ROMA – Riempire il carrello della spesa costa a luglio lo 0,2% in meno rispetto a giugno. I dati Istat registrano nel mese scorso un lieve calo dei prezzi per gli acquisti più frequenti, dal cibo ai carburanti, su base mensile, e un aumento del 2% su base annuale. L’ inflazione complessiva, comunica l’ istituto di statistica, è invece stabile rispetto al 2012 all’ 1,2%, leggermente più alta di quanto atteso nella stima preliminare (1,1%). Questo significa un rincaro di 708 euro l’ anno per una famiglia di 3 persone, tuonano Federconsumatori e Adusbef. Gli aumenti, secondo i presidenti delle due associazioni dei consumatori, Rosario Trefiletti e Elio Lannutti , sono «gravissimi e incomprensibili vista la fortissima contrazione dei consumi». Stessa analisi, ma cifre diverse, per il Codacons che stima l’ impatto del rincaro annuo del 2% del solo carrello della spesa in 279 euro a famiglia. E’ «una stangata superiore persino alla tanto contestata Imu sulla prima casa, che è pari a 225 euro», afferma. Il Codacons va poi all’ attacco del ministro dell’ Economia, Fabrizio Saccomanni che, sull’ imposta immobiliare avrebbe partorito «un topolino, 9 proposte inconsistenti e inique, alcune addirittura peggiorative rispetto all’ Imu stessa». I rincari congiunturali si abbattono in modo particolare sui trasporti (+1,2% sul mese), sui quali pesa l’ effetto vacanze, e sui beni energetici non regolamentati, con rialzi dei prezzi di tutti i carburanti. I biglietti aerei aumentano dell’ 11,2% su giugno (+18,3% sul 2012) e quelli marittimi per i passeggeri dell’ 8,7% su giugno (-7,3% sul 2012). Al contrario i viaggi in treno costano il 3,8% in meno rispetto al mese precedente e il 2,5% in più rispetto all’ anno precedente.

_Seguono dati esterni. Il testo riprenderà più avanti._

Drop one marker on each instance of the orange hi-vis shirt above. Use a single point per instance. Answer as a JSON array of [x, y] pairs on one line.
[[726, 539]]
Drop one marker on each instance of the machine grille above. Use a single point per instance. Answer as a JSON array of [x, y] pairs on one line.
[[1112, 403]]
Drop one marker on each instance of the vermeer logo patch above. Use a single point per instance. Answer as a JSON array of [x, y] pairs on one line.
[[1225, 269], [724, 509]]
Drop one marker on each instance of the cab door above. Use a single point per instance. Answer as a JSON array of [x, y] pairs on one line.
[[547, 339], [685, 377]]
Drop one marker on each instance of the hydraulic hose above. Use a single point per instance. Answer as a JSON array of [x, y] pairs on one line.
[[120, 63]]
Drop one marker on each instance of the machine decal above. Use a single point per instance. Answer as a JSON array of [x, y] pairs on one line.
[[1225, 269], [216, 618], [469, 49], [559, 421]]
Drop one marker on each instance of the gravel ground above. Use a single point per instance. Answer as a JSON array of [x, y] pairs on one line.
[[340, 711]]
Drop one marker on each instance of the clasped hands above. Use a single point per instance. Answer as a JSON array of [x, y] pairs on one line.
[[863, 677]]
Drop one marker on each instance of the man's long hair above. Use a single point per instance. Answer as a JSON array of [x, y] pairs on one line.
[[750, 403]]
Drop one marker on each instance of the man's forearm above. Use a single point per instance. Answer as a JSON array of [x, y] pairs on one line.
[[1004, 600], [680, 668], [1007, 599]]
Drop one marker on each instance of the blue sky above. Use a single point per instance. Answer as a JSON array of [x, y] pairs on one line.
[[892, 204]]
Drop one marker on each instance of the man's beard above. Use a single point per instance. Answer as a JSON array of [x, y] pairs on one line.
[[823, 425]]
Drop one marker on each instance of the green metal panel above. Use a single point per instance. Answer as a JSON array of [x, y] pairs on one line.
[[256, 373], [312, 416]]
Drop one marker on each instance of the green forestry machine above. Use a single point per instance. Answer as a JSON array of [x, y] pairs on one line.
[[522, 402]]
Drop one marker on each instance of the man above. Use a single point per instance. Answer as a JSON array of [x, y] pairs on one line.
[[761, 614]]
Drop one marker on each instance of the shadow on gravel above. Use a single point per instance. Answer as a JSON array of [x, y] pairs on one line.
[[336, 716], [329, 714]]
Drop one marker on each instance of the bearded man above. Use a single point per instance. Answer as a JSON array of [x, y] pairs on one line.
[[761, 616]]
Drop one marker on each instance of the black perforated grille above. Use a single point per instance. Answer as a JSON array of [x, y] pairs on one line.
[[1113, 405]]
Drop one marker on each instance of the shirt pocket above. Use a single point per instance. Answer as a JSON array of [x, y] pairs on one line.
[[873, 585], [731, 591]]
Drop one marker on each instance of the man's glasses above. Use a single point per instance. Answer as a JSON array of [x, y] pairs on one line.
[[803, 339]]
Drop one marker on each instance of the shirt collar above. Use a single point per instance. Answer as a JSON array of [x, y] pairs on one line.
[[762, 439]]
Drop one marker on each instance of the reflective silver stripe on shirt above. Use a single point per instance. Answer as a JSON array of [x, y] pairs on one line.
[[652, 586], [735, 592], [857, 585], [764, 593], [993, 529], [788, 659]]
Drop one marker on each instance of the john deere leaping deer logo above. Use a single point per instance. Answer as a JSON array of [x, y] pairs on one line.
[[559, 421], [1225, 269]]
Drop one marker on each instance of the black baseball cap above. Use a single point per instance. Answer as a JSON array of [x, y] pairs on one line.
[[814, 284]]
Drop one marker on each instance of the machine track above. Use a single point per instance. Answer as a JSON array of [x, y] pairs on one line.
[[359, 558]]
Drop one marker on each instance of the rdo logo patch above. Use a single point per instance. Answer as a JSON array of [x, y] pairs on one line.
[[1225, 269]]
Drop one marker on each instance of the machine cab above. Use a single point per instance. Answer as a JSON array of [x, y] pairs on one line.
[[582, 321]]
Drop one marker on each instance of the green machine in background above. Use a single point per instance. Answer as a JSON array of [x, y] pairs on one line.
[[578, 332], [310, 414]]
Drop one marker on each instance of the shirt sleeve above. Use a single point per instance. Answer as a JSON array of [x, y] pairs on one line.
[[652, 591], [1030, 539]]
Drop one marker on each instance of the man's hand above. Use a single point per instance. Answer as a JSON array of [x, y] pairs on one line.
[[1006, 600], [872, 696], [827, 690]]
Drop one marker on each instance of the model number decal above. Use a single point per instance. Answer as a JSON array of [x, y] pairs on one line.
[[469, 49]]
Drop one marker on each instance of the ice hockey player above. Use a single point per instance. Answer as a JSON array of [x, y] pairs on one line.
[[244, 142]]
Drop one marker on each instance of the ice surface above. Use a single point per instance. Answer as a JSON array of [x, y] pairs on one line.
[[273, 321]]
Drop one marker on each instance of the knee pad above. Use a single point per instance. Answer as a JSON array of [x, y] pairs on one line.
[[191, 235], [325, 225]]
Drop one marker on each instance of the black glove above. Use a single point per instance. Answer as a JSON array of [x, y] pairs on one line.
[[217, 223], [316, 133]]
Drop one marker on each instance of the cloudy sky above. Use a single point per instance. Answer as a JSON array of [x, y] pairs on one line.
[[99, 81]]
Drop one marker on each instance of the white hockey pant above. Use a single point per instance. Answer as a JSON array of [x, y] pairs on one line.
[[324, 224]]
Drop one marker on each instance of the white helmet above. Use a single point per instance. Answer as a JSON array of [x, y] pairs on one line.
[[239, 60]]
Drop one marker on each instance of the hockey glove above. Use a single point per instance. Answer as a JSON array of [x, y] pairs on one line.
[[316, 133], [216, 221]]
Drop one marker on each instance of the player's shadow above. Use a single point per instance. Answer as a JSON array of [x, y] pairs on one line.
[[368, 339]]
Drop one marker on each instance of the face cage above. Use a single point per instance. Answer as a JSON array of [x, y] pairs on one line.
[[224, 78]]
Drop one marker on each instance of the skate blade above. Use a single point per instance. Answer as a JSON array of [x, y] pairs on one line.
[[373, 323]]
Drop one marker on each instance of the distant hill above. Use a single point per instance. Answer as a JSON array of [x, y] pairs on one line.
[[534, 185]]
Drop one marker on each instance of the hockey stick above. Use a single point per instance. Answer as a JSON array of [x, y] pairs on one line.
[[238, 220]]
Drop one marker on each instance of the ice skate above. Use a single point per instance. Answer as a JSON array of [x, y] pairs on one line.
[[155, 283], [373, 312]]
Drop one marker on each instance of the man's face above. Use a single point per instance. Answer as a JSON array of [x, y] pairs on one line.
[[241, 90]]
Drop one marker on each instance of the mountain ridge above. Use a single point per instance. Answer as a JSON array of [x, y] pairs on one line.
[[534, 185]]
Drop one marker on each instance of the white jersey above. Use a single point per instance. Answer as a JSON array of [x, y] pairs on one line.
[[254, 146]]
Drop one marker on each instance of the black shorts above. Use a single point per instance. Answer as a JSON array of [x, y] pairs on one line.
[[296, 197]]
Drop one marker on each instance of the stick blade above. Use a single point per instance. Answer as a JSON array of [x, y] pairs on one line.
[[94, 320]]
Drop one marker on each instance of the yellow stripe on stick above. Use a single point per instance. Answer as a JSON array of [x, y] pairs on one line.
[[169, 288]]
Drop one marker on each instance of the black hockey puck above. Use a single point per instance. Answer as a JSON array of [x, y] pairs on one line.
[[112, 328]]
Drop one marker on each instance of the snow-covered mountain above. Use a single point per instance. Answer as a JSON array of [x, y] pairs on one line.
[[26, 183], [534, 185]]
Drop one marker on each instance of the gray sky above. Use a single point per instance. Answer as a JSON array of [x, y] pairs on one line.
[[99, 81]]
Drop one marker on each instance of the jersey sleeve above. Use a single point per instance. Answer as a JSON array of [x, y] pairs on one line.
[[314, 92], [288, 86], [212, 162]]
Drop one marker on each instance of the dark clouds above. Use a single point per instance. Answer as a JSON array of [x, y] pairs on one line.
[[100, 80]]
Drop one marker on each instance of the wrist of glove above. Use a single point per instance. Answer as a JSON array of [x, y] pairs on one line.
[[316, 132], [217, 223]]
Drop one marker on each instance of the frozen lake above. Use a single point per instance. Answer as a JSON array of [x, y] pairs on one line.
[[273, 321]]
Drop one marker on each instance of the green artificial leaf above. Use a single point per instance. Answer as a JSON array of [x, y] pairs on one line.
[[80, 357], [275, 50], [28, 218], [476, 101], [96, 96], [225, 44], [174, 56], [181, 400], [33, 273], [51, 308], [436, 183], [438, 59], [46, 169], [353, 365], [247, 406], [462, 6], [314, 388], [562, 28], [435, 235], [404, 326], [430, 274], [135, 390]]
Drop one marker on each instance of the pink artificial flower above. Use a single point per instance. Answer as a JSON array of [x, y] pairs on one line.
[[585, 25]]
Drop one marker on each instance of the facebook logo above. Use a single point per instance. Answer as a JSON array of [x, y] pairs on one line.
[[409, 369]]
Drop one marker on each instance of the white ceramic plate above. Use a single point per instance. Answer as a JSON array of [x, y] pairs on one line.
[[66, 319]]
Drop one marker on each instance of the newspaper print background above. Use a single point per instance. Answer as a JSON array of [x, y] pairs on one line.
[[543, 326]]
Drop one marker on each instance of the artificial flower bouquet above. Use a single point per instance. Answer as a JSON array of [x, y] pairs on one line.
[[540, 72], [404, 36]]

I fattori stagionali spingono in alto anche i prezzi di pacchetti vacanze nazionali (+11,4% su mese, -4,5% sull’ anno) e internazionali (+6,6% sul mese e +2,3% sull’ anno), così come il listino di villaggi, campeggi e ostelli (+20,4% sul mese, +2,8% sull’ anno). Gli aumenti dei prezzi sono in parte compensati dal calo dei prodotti alimentari non lavorati (-2,3% sul mese), per lo più dovuto ai vegetali freschi (-7,2%) e alla frutta fresca (-6,7%). La Coldiretti parla di «deflazione nel piatto degli italiani con la crisi che fa crollare i consumi e riduce i prezzi dei prodotti alimentari», mentre sempre più famiglie si accontentano delle offerte low cost dei discount con possibili rischi per la salute.